Over the next two decades I immersed myself in the Square Mile, an immersion that culminated in a four-volume history of the City during the 19th and 20th centuries. It came to represent my belated attempt to take on board “only connect”: to a greater or lesser extent I remained critical throughout of the City and its inhabitants; but I also realised (thanks in part also to John Galsworthy and his Forsytes) that those practical men were flesh-and-blood humans whom I needed to portray in as three-dimensional a way as possible.
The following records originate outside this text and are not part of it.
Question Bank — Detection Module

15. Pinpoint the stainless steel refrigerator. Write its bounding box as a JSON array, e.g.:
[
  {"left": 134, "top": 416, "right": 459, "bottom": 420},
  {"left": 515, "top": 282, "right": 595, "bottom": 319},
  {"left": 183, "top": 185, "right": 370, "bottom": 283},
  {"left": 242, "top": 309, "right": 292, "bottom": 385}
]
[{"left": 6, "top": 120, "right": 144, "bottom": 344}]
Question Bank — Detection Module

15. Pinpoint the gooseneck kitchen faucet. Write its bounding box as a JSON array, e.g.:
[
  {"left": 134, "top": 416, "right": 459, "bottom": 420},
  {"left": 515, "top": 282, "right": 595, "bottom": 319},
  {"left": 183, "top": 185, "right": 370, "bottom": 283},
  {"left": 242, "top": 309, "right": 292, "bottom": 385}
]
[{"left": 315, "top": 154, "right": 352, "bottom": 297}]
In the volume covering the City’s golden years of 1890-1914, my nod of homage was to have the opening five words the same as in Howards End. And when in 2001 the final volume was published and I was invited by a journalist to a “lunch with” interview, my choice of restaurant was easy. “Saddle of mutton,” says Henry authoritatively, as he orders for Margaret Schlegel and himself at Simpson’s in the Strand.

I am now in my 60s. It is almost half a century since I first read Howards End, and there is a larger, more important sense in which Forster still matters to me. It may sound akin to Basil Fawlty and a degree in the bleedin’ obvious, but I find myself becoming ever more aware that it is intolerance – religious, nationalist, ethnic – that is the worst evil and does the most damage. Tolerance is the ultimate lesson of not only Howards End but also, I have come to believe, of all great novels, which uniquely among the art forms have the ability to get inside other people’s heads. The historical novelist Richard Hughes once remarked that Hitler would not have been Hitler if he had read novels.

Honesty compels me to finish with a quasi-Forsterian anecdote. One Wednesday evening in the early 1970s, the BBC was showing a dramatisation of Howards End. A handful of students were watching it in the television room at my Oxford college, and there was about a quarter of an hour to go when a larger cohort of students marched in demanding to watch the football on ITV. Numbers and might carried the day; the defeated handful left in high dudgeon.

Reader, I was one of the invaders, and I have often wondered since whether it takes a Wilcox to understand a Wilcox.